A leading OH researcher in the study of asbestos has received the IOSH Lifetime Achievement Award, sponsored by health and safety consultancy Sypol.
Professor Julian Peto, Cancer Research UK professor of epidemiology at the London School of Hygiene and Tropical Medicine and the Institute of Cancer Research, received the honour for his research, which revealed the scale of the mesothelioma epidemic in the UK among construction and other workers.
Peto developed and tested the first detailed dose, time and age models for lung cancer and mesothelioma due to asbestos, and his risk assessment models were adopted in government agency reports worldwide, leading to stringent regulation of asbestos in the workplace.
Karen Baxter, managing director at Sypol, said: “This award is for Julian’s research into the health effects of inhaling asbestos fibres, which led to the creation of risk standards that are still used today. His current work includes research which has helped our understanding of the genetics of breast cancer and the impact of screening for cervical cancer. There can be no doubt that his work has helped to prevent the deaths of many workers from mesothelioma.”

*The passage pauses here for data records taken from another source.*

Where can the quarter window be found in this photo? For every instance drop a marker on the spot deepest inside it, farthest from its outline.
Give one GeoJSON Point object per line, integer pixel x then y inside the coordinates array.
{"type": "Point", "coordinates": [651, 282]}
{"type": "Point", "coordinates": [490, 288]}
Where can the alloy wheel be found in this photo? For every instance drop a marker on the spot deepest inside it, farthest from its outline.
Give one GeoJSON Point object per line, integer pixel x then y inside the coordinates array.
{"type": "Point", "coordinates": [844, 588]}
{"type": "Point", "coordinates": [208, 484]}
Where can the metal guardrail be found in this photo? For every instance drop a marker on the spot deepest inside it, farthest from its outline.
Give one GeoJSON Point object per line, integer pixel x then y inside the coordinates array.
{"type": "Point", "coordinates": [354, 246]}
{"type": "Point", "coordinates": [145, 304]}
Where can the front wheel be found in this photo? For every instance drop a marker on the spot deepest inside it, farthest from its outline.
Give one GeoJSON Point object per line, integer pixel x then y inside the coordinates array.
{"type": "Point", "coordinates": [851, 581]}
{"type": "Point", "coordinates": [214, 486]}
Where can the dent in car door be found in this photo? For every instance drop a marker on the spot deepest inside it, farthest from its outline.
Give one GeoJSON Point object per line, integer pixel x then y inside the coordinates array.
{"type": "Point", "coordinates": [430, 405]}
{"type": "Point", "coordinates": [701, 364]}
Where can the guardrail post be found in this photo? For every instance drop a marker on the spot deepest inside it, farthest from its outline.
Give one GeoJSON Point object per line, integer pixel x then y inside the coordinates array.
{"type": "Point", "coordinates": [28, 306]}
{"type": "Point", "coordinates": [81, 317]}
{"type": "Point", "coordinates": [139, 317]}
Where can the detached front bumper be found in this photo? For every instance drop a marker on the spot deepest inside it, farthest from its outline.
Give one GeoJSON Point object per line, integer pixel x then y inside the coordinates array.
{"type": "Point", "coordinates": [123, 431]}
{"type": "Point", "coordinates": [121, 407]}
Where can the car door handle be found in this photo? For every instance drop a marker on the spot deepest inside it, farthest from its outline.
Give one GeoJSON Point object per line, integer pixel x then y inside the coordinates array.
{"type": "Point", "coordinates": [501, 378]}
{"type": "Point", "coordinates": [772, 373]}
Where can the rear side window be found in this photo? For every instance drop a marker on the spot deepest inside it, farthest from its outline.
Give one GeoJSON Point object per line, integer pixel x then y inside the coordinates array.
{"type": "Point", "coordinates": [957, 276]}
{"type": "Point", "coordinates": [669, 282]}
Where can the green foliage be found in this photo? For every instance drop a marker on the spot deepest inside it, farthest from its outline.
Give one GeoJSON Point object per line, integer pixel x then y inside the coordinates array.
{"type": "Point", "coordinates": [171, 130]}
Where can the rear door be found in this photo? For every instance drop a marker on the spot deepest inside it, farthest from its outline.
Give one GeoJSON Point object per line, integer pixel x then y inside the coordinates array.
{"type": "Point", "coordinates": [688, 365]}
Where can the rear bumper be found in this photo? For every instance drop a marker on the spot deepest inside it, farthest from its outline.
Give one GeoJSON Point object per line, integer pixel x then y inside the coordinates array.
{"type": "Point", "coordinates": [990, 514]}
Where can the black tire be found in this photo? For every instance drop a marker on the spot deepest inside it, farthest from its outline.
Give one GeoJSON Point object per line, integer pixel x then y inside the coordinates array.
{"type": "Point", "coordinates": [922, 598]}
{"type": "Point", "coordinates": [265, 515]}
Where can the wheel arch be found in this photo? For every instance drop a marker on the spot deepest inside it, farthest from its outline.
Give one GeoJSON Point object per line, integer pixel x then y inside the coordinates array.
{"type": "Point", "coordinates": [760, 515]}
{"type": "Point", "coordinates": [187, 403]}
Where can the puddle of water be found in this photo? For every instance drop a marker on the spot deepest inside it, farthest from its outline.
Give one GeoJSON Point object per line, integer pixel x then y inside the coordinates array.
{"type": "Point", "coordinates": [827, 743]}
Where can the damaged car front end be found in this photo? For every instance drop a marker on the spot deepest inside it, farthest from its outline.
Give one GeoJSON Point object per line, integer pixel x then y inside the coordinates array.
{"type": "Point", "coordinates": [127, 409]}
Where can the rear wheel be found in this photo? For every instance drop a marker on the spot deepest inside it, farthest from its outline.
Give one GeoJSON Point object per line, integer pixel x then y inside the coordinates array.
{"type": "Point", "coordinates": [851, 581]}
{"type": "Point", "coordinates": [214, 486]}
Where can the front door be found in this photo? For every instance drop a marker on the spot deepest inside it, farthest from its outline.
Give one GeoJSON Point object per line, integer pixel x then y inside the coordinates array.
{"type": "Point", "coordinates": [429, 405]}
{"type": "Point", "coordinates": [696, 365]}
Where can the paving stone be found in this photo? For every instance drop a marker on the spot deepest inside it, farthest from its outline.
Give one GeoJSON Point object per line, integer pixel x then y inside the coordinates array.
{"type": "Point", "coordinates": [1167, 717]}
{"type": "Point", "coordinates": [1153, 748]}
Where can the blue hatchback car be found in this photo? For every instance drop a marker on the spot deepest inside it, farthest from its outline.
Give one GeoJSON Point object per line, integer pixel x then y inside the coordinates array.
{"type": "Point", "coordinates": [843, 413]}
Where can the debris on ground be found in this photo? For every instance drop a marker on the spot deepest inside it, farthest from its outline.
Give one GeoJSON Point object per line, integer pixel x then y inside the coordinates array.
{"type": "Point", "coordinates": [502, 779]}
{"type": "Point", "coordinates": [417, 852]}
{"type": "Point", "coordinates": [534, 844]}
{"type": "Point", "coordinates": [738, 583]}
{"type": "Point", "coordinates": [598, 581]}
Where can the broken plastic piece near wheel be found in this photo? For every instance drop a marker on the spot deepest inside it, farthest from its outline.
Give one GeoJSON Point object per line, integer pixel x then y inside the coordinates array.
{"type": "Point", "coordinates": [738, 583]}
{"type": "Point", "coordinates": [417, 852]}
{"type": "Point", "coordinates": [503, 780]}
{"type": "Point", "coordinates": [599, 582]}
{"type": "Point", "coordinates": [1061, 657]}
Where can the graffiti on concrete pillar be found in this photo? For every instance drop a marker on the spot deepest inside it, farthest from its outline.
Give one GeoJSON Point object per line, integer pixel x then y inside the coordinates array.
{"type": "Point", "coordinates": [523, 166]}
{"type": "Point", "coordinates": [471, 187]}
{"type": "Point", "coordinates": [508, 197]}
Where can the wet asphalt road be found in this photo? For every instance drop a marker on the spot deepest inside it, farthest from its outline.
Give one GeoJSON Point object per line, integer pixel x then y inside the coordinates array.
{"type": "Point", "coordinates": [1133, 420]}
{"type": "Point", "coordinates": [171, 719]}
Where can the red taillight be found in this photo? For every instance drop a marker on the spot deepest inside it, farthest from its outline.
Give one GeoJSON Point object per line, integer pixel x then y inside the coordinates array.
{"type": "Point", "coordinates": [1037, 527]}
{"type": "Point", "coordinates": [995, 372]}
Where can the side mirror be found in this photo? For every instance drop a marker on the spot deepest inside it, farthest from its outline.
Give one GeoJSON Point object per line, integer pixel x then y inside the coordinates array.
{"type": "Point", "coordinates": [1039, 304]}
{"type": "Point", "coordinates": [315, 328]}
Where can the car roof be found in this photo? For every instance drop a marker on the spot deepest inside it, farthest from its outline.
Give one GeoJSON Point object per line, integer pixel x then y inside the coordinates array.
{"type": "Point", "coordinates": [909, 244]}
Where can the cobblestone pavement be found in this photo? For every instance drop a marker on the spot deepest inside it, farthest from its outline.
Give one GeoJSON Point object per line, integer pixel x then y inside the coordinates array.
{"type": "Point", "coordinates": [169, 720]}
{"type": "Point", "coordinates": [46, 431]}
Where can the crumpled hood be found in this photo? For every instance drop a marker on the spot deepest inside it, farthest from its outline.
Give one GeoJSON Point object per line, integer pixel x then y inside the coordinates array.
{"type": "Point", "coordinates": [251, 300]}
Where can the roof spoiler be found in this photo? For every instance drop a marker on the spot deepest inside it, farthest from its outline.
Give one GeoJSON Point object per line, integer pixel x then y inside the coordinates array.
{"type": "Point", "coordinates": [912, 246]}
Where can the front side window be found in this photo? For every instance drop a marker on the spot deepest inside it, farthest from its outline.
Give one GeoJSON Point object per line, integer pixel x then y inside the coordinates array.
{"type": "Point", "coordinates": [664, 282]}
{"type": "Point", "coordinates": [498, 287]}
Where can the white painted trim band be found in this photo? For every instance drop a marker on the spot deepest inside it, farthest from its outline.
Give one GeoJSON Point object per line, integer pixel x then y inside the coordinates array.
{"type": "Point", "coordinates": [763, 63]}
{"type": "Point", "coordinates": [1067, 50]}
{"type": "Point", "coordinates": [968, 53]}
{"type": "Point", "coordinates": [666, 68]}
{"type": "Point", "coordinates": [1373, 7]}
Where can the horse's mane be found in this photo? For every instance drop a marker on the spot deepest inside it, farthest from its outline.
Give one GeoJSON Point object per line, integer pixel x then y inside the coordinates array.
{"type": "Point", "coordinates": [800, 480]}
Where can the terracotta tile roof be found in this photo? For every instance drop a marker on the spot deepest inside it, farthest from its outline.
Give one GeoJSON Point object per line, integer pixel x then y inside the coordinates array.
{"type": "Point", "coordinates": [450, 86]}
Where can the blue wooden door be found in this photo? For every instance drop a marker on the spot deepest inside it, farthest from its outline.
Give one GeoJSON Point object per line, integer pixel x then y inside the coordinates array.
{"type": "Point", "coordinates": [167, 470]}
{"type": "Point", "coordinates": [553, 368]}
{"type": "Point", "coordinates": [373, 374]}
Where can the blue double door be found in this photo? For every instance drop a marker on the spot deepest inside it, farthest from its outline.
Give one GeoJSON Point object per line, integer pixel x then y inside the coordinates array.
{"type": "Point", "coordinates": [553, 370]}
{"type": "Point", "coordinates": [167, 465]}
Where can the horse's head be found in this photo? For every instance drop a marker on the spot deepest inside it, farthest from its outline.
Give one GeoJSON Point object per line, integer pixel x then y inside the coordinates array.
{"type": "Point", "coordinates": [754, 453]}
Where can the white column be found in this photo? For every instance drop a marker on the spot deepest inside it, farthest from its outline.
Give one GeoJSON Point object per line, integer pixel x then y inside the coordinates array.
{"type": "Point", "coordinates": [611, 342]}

Peto said: “Any scientist who achieves anything stands on the shoulders of giants. Sir Richard Doll showed that asbestos causes cancer 50 years ago, and it is just over 30 years since I first worked with him. I’m obviously honoured and delighted to have received this prestigious award.”
Peto intends to continue researching asbestos. One of his current projects is a national case-control study of mesothelioma patients born since 1940 to identify the occupations and work practices that involve the highest risks of contracting the disease. “The primary aim of this HSE-funded study is to determine whether the risks among the younger mesothelioma patients provide evidence of continuing occupational asbestos exposure, particularly in the construction industry,” he said.